Untuk menghadapi ajang internasional, Resvan menjalani persiapan intensif, mulai dari latihan rutin bersama guru hingga mengikuti master class sebelum lomba.
“Biasanya latihan sama guru, lalu ikut master class sebelum lomba,” jelasnya.
Dalam menghadapi rasa gugup saat tampil, Resvan memiliki cara sederhana namun efektif.
“Tarik napas dan fokus,” ujarnya.
Peran Penting Dukungan Keluarga dan Pelatih
Kedua pianis cilik ini sepakat bahwa dukungan keluarga dan pelatih memiliki peran besar dalam perjalanan mereka meraih prestasi.
Pelatih musik klasik, Bima Ambara, menjelaskan bahwa musik klasik memiliki banyak manfaat bagi perkembangan anak, baik dari sisi keterampilan maupun fungsi otak.

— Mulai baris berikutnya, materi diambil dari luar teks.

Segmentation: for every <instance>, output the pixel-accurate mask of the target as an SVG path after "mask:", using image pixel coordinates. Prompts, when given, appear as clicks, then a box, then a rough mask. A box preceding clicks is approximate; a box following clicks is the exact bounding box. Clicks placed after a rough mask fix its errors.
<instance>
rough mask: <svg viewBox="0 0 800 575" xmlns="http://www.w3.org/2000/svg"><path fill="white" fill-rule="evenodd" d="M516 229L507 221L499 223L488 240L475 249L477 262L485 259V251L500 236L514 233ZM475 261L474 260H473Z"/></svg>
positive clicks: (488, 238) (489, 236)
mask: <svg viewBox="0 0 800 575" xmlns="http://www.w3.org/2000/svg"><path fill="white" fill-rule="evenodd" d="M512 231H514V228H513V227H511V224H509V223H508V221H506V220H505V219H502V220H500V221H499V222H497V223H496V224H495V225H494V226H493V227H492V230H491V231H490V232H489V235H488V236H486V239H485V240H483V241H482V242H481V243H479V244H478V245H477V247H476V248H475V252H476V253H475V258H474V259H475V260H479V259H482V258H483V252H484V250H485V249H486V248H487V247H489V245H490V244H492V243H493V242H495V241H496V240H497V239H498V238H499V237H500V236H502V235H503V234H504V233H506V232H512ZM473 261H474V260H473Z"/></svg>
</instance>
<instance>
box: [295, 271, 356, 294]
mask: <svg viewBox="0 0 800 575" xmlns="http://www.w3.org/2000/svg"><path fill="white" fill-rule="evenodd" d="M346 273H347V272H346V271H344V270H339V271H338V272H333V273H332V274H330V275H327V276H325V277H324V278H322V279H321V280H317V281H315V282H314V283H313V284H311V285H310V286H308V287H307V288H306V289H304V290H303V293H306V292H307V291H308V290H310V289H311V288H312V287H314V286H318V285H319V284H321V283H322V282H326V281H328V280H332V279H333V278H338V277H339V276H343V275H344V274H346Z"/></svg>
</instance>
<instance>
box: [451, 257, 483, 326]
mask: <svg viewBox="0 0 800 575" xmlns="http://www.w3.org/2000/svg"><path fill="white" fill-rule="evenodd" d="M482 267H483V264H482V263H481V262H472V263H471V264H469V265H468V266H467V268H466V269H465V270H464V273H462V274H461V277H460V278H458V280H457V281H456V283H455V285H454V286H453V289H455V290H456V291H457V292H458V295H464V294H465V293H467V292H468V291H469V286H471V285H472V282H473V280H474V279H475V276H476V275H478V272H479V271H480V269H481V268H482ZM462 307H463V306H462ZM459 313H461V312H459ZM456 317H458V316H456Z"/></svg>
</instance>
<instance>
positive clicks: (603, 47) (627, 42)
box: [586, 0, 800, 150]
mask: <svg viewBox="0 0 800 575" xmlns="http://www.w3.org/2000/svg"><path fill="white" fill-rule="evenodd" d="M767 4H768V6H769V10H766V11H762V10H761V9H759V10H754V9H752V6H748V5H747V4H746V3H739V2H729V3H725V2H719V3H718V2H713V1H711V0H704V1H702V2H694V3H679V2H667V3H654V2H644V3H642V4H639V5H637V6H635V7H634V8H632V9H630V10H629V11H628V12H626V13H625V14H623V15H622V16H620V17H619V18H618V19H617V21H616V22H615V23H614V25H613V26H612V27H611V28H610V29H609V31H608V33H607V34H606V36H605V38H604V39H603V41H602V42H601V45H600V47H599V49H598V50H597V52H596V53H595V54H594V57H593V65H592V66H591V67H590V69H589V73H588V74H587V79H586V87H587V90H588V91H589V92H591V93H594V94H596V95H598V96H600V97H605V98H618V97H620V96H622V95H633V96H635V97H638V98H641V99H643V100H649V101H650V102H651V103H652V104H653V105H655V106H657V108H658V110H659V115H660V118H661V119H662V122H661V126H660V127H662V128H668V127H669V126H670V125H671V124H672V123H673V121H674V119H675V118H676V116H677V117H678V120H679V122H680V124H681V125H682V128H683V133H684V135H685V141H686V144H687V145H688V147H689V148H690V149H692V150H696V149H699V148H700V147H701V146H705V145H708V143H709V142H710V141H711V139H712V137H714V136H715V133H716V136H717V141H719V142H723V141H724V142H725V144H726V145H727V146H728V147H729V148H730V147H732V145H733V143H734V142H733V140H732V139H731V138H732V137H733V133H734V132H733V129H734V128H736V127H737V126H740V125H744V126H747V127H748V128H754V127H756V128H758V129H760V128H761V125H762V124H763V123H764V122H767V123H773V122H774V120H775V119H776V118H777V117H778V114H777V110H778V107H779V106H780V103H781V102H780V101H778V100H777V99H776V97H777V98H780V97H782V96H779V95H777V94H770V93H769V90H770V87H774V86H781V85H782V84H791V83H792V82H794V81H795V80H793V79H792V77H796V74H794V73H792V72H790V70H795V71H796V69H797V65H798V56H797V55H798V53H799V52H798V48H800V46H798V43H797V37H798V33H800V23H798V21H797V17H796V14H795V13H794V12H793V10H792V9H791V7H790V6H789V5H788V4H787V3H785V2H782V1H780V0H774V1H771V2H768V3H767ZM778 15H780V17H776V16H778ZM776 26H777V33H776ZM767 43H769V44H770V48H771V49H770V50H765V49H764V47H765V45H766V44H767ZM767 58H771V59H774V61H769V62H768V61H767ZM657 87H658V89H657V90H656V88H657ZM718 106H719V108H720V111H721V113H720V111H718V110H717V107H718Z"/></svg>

“Musik klasik sangat bagus untuk anak, mulai dari melatih motorik, fungsi audio, fokus, disiplin, hingga korelasinya. Itu melatih hampir seluruh bagian otak,” jelas Bima.
Menurutnya, metode pengajaran yang tepat menjadi kunci dalam mengoptimalkan potensi anak.
“Kita harus menyesuaikan metode dengan karakter anak. Dengan latihan dan kurikulum yang benar, mereka bisa lebih efisien dan produktif,” ujarnya.
Dari Latihan Rutin ke Panggung Dunia
Bima menambahkan, keberhasilan anak-anak mengikuti kompetisi internasional tidak lepas dari proses panjang yang dimulai dari latihan rutin hingga mengikuti berbagai ajang.
“Dari latihan yang konsisten, lalu ikut lomba nasional, hingga akhirnya berani ke tingkat internasional,” katanya.
Prestasi yang diraih Milan dan Resvan menjadi bukti bahwa kerja keras dan konsistensi dapat membawa anak-anak meraih prestasi hingga tingkat dunia.
Kisah mereka diharapkan dapat menjadi inspirasi bagi generasi muda di Bengkulu untuk terus mengembangkan bakat dan berani bermimpi besar.